Stevens chose a similar composition for The Murderers of Rosa Luxemburg (1986), which recalls Luxemburg’s 1919 killing, along with fellow revolutionary Karl Liebknecht, by far-right German soldiers. Other paintings in the series show the canal where Luxemburg’s body was tossed and streets filled with mourners. Stevens’s celebration of the revolutionary follows artistic homages by Käthe Kollwitz, Max Beckmann, George Grosz, and Margarethe von Trotta, among others, and the dark swaths with pewter patinas in several of the works create reflective surfaces that prompt the viewer to consider the here and now, even when confronted with historic imagery.

In these paintings, Luxemburg is occasionally accompanied by Stevens’s mother, Alice, an isolated Massachusetts housewife who did not finish elementary school. The juxtaposition speaks to the effects of class on women’s rights, and demonstrates as well that feminist progress is far from linear. Forming the Fifth International (1985), for example, shows Alice sitting on a chair rendered in color; Luxemburg appears on a bench in black-and-white. Though sharing the canvas and the same green background, they are painted from separate photographs, depicted as if convening across time and space. The painting’s title alludes to the fifth in a series of Socialist gatherings; it has yet to take place, but adherents of the movement called for it for nearly a century.
Critic John Garvey wrote that “many of Stevens’ paintings … are intended to provoke but, even when they do, they are almost always beautiful. Most artists who focus on shock and outrage produce little of beauty….” That was certainly the case with Conceptualists like Hans Haacke and Adrian Piper, who relied on less aestheticized means to tackle racism, sexism, and class disparities. Stevens’s paintings aren’t beautiful in a sublime sense, but they are certainly moving, and one wonders if Conceptualist work influenced her Xerox-like interpretation. She made figurative paintings at a time when it was highly unfashionable, and her work was frequently written off. When Cotter saw the Luxemburg paintings in 1994, he complained that the works were “too specifically political” (though he praised them highly in 2017).
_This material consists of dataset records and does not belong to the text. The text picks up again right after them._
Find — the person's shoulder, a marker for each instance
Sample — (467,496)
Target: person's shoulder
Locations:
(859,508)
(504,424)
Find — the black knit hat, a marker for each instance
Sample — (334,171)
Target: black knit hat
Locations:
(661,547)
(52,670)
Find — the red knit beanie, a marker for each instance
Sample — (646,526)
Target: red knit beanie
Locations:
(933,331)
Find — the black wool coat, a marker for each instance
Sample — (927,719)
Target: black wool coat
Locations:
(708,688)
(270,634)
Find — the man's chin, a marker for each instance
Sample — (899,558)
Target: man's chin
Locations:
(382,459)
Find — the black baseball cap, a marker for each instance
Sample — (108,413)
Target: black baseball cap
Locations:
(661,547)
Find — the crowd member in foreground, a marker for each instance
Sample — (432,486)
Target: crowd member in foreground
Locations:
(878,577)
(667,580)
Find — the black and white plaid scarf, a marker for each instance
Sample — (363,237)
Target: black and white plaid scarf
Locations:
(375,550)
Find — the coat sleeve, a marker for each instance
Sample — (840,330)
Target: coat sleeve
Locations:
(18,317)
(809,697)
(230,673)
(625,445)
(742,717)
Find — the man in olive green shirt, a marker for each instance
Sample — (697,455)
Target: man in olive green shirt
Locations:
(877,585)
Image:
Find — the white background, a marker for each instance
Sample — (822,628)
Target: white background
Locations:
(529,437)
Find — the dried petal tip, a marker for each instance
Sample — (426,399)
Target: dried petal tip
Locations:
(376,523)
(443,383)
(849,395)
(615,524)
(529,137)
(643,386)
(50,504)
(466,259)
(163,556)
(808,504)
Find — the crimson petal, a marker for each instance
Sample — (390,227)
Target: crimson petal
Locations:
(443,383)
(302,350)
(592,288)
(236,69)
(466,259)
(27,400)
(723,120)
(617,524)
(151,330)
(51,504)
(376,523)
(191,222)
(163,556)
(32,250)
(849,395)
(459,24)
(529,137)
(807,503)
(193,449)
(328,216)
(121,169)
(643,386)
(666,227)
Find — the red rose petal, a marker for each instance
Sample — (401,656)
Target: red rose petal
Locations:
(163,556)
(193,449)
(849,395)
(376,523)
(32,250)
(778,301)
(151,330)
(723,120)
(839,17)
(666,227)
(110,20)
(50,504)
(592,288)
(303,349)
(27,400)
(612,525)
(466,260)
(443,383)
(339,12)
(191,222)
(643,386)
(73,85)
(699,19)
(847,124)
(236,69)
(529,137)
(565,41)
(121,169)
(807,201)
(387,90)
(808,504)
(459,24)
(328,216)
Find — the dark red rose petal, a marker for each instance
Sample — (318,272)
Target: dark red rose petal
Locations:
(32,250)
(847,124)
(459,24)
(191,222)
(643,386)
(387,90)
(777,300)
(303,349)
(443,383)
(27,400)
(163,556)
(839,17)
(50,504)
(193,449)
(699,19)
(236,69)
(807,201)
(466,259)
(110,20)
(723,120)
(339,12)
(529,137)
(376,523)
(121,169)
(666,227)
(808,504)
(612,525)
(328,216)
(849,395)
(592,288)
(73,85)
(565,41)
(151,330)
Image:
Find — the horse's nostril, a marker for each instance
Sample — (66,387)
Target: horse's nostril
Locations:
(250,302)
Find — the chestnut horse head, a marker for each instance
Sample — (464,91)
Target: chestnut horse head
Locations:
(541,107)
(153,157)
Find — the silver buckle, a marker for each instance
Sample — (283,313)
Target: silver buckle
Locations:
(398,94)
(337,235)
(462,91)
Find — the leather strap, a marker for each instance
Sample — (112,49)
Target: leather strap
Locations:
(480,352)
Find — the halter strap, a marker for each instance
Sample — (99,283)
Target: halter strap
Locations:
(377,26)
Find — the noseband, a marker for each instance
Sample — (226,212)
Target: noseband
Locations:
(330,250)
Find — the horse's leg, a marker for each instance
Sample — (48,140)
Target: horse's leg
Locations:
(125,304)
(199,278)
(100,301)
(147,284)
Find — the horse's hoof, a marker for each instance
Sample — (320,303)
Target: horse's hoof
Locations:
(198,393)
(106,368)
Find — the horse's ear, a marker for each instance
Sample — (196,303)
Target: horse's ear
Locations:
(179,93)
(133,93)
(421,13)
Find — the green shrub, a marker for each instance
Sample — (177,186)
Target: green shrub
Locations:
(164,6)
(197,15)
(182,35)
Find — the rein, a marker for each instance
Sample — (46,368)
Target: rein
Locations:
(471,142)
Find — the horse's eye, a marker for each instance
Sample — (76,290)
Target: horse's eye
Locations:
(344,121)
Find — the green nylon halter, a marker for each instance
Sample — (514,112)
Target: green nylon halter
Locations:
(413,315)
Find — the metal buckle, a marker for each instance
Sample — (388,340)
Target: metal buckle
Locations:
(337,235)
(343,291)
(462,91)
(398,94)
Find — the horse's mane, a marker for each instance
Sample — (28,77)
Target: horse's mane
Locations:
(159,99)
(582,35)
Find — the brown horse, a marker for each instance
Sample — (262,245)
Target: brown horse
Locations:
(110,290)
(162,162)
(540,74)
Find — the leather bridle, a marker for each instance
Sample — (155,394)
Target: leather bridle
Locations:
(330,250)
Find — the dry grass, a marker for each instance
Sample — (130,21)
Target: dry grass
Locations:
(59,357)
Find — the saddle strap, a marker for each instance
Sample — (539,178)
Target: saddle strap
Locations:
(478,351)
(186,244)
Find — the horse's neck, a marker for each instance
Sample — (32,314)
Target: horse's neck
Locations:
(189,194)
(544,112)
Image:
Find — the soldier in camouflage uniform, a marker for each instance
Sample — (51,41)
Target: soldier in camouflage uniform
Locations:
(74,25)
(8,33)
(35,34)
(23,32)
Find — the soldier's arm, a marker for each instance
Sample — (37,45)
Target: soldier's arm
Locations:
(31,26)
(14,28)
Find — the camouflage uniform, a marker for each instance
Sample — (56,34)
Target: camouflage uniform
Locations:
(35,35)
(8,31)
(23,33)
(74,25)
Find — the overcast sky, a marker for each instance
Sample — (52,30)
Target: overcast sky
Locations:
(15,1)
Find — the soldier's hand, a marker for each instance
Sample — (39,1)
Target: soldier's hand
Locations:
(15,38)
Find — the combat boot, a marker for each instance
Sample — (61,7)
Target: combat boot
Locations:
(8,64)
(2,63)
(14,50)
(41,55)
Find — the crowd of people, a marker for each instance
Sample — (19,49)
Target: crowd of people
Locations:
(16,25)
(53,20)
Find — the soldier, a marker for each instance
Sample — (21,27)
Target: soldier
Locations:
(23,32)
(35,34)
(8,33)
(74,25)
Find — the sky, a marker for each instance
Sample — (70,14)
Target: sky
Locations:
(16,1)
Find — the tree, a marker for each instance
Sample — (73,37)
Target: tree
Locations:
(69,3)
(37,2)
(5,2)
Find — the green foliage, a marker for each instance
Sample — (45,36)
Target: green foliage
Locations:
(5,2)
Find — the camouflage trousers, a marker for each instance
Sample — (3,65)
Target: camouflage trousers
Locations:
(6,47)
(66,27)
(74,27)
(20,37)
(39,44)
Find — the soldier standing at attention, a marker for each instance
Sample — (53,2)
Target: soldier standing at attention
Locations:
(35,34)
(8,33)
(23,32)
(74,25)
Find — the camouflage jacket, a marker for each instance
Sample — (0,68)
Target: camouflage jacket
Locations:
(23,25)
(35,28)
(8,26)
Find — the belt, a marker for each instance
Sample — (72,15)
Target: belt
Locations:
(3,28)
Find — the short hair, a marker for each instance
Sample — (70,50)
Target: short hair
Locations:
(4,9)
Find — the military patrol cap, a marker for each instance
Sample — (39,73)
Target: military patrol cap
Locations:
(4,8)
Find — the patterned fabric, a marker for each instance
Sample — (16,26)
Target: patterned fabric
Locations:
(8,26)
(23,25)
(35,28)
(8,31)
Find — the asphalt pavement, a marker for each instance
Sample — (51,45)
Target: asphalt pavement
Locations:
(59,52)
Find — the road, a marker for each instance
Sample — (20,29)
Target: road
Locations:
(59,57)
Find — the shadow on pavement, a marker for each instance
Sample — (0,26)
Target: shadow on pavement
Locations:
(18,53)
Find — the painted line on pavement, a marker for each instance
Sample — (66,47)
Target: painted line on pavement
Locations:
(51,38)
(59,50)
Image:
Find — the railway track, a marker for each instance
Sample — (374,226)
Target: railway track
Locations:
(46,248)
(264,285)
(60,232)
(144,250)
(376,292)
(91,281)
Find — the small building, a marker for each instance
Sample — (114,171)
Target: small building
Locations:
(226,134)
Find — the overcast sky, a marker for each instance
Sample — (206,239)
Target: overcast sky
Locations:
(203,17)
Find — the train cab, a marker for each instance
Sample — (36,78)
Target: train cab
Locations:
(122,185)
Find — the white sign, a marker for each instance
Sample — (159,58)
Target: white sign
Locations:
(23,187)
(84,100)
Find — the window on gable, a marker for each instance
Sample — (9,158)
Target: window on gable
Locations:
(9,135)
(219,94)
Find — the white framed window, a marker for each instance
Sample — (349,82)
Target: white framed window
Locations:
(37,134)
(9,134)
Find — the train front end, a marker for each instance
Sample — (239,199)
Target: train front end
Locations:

In 1994 Stevens and Baranik relocated to Taos, New Mexico, following Lippard, Harmony Hammond, and Sabra Moore—“fellow Heretics,” as Lippard called the group. Stevens was in her 70s at the time, and began painting huge, unstretched watery landscapes. Though somewhat more peaceful than her earlier political works, they’re still reminiscent of her haunting painting of Berlin’s Landwehr Canal, where Luxemburg’s body was thrown. The landscapes in her 1990–91 “Women, Words, Water” series embody the words of women writers like Virginia Woolf and Julia Kristeva. Integrated into the landscape, the quotations, inscribed with metallic paints, are largely illegible.

79 by 118 inches. © May Stevens. Private Collection, promised gift to the Minneapolis Institute of Art. Image courtesy Estate of May Stevens and Ryan Lee Gallery, New York.
In the 1990s Stevens painted herself, right around the time she began to experience dementia. In a 1995 lecture at the University of Southern California, she spoke of the self-portrait of her swimming, saying, “I want to celebrate the Old body, I want to show the beauty of––and the fear and dread it generates––the female body as it ages and changes, sags, thins and thickens. This to me is a sacred body.” It is fitting that Stevens finally featured in a series of work dedicated to feminist heroes, since, for many, she was one herself. Here, Stevens is not a martyr, the way Luxemburg was, or an activist, the way her Guerrilla Girls colleagues were. Instead, she spotlighted herself in a vulnerable state not often exposed in a patriarchal society.